Ainda não cheguei ao pedaço desse Brasil alternativo onde se encontram os 10,7% totalmente imunizados. Mas o primeiro estágio da migração já foi uma experiência fabulosa. Por alguma razão, não consigo festejar como gostaria. Oscilo entre o desconforto e o receio. Sinto-me desconfortável ao lembrar dos 77,5% que ainda não chegaram nem à primeira dose. Fico receoso porque minha segunda dose foi marcada para 30 de agosto. E não tenho a certeza de que ela estará lá nesse dia, à minha espera.

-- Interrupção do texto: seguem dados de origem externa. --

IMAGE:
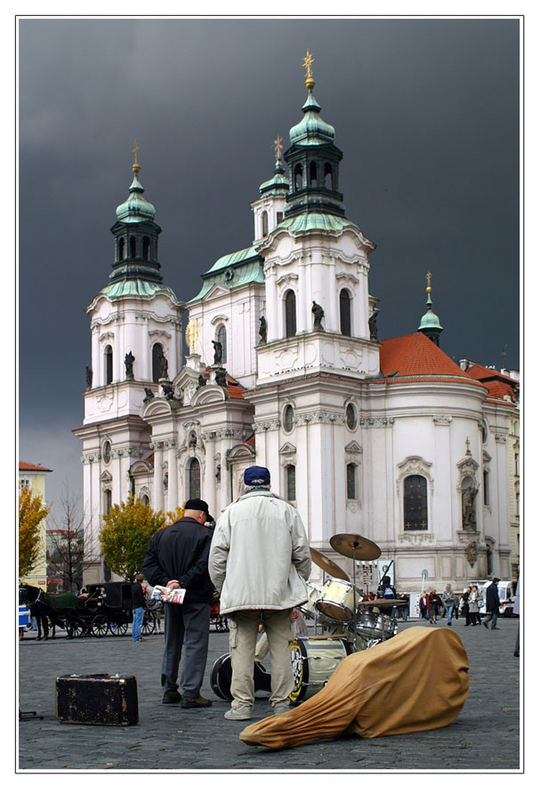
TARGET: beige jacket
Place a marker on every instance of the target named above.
(259, 556)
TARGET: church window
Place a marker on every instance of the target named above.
(351, 417)
(290, 313)
(221, 337)
(288, 418)
(328, 177)
(107, 501)
(415, 503)
(298, 178)
(157, 362)
(194, 471)
(345, 312)
(290, 476)
(106, 452)
(108, 364)
(351, 481)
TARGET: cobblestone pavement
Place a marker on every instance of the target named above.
(484, 737)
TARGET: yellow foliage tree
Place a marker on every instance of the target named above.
(125, 534)
(32, 510)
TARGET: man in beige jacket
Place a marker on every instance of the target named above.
(259, 562)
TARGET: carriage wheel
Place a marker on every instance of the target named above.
(100, 625)
(118, 628)
(148, 624)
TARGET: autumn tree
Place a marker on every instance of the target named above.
(125, 534)
(32, 510)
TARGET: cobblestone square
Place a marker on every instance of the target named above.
(485, 736)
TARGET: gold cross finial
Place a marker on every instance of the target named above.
(308, 61)
(136, 166)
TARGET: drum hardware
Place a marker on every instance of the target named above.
(327, 565)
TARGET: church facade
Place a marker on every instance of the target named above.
(388, 439)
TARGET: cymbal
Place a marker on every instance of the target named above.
(353, 546)
(382, 602)
(328, 565)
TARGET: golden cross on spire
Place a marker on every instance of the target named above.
(136, 166)
(308, 61)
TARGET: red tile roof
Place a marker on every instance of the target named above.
(415, 354)
(24, 466)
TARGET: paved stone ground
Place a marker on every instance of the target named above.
(486, 735)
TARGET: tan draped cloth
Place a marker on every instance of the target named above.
(415, 681)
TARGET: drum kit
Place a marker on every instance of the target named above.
(348, 623)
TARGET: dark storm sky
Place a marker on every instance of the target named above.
(425, 111)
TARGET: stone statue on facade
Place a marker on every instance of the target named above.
(468, 498)
(218, 352)
(318, 314)
(128, 362)
(372, 322)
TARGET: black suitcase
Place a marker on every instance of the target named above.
(97, 699)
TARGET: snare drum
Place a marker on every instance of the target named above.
(314, 592)
(313, 662)
(337, 599)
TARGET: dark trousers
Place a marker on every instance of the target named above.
(186, 626)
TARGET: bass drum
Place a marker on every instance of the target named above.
(313, 661)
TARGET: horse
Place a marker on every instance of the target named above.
(44, 608)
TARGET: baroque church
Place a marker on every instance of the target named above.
(388, 439)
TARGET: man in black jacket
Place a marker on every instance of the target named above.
(177, 556)
(492, 604)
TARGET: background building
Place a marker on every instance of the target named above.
(390, 439)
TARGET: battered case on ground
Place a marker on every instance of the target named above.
(98, 699)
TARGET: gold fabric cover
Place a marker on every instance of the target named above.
(415, 681)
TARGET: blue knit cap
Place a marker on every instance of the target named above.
(257, 476)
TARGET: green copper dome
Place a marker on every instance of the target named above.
(136, 208)
(312, 129)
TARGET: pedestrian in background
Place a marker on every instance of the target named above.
(449, 601)
(259, 562)
(474, 607)
(138, 605)
(492, 605)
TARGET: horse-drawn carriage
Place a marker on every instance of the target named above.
(104, 608)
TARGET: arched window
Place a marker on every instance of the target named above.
(194, 472)
(290, 313)
(415, 503)
(107, 501)
(290, 476)
(108, 364)
(351, 482)
(298, 178)
(345, 312)
(328, 177)
(222, 339)
(157, 362)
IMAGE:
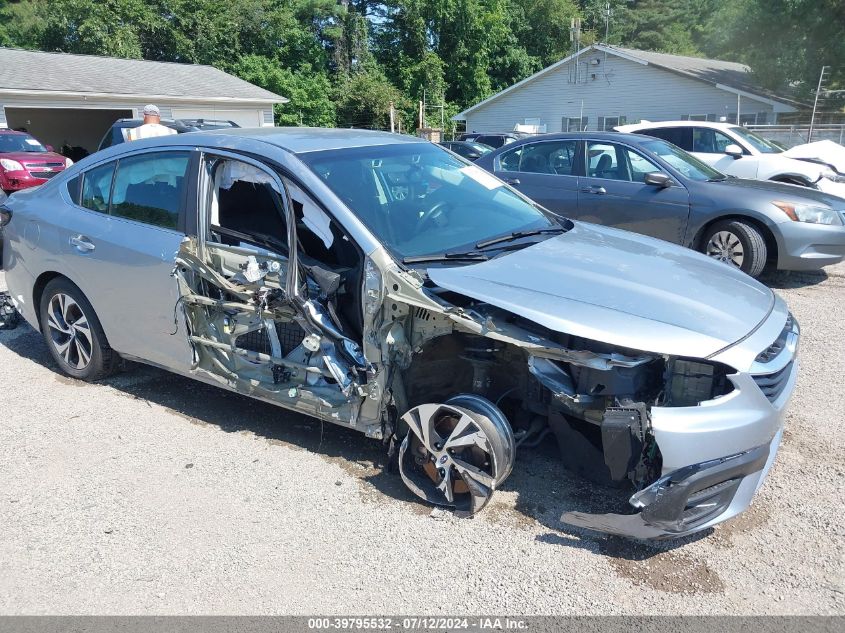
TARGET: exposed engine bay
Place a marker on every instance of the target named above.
(452, 386)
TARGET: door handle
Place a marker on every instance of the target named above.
(594, 189)
(82, 244)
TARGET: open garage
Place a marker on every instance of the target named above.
(70, 101)
(65, 127)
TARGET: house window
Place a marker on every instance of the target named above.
(574, 124)
(607, 123)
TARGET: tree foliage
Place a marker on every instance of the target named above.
(343, 61)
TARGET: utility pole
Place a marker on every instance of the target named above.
(816, 103)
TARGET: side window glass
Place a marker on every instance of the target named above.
(703, 140)
(246, 207)
(553, 157)
(96, 188)
(721, 141)
(509, 161)
(148, 188)
(319, 237)
(639, 166)
(603, 162)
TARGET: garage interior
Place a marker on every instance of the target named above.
(65, 126)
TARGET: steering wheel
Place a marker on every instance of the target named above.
(431, 214)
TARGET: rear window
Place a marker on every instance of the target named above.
(680, 136)
(148, 188)
(96, 188)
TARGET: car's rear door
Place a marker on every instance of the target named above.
(613, 193)
(121, 244)
(545, 171)
(708, 144)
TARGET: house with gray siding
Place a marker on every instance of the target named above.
(603, 86)
(67, 99)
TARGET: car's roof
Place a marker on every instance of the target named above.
(593, 136)
(300, 140)
(658, 124)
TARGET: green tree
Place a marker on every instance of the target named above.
(310, 92)
(363, 100)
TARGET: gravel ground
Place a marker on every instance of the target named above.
(154, 494)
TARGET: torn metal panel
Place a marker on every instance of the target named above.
(9, 316)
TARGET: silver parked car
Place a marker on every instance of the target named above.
(455, 323)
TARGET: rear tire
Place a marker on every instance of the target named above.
(73, 333)
(738, 244)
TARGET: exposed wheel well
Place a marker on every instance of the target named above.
(765, 231)
(38, 290)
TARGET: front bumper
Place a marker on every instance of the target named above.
(690, 499)
(805, 246)
(715, 455)
(17, 180)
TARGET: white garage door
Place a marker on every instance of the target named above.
(244, 118)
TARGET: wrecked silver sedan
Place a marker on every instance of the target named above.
(383, 284)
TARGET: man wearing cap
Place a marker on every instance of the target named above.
(152, 126)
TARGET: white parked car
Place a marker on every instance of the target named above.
(737, 151)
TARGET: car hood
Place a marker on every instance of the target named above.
(33, 158)
(827, 152)
(620, 288)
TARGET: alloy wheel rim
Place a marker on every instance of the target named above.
(70, 331)
(726, 247)
(447, 459)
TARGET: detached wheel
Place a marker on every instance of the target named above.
(738, 244)
(457, 453)
(73, 333)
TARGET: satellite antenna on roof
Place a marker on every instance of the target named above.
(575, 37)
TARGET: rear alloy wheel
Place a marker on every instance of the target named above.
(737, 244)
(457, 453)
(73, 333)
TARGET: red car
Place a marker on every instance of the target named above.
(25, 162)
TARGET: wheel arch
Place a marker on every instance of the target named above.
(772, 247)
(38, 290)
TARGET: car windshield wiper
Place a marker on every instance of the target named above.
(445, 257)
(517, 235)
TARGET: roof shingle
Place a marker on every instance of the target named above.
(65, 72)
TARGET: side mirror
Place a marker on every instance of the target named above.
(658, 179)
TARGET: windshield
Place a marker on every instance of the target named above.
(757, 142)
(418, 199)
(480, 147)
(683, 162)
(19, 143)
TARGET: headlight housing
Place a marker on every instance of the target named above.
(810, 213)
(832, 175)
(10, 165)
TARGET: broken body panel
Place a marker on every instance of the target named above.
(615, 343)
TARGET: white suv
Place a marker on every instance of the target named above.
(736, 151)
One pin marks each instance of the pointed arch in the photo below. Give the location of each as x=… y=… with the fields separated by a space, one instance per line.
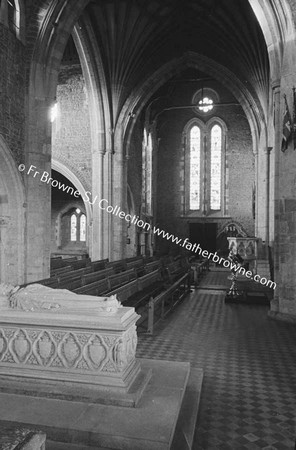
x=12 y=219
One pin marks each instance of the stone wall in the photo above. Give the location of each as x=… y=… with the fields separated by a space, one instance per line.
x=12 y=92
x=171 y=216
x=71 y=139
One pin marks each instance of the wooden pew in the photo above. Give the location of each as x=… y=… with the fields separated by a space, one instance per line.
x=159 y=306
x=99 y=265
x=96 y=276
x=98 y=288
x=121 y=278
x=151 y=266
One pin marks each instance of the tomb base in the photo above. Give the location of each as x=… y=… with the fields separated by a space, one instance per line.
x=87 y=351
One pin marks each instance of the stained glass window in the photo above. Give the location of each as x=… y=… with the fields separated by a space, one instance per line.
x=82 y=227
x=195 y=168
x=206 y=104
x=149 y=175
x=216 y=149
x=73 y=227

O que distingue a mudança de fases na evolução humana é o que o homem considera bom mesmo em cada estágio da existência. Não apenas bom. Melhor do que tudo. Bom mesmo. Depois de mais de um ano de home office e isolamento, eu estava me sentindo mais ou menos como um figurante —daqueles que apareciam no final da relação dos personagens numa peça de Shakespeare: "mendigos, feirantes, etc..." Eu era um etcétera do enredo das vacinas. Até algumas horas atrás, bom mesmo para mim era a primeira dose.
Na fila, me dei conta de que bom mesmo é tomar a vacina junto com a mulher amada. Temos, eu e minha doce Liliane, a mesma idade. Deixei o posto de vacinação em outro estágio, feliz como uma criança que recebe o presente desejado. Para um menino, bom mesmo é mãe. Lembrei do tempo em que minha mãe transformava cada vacina numa aventura. Imunizado, eu viraria super-herói, não jacaré.
À espera da terceira onda e da segunda dose, chego à conclusão de que bom mesmo seria ter de volta aquele Brasil em que vacina era algo corriqueiro e cloroquina era apenas um remédio ótimo para o tratamento do lúpus e malária. Bom mesmo é a racionalidade.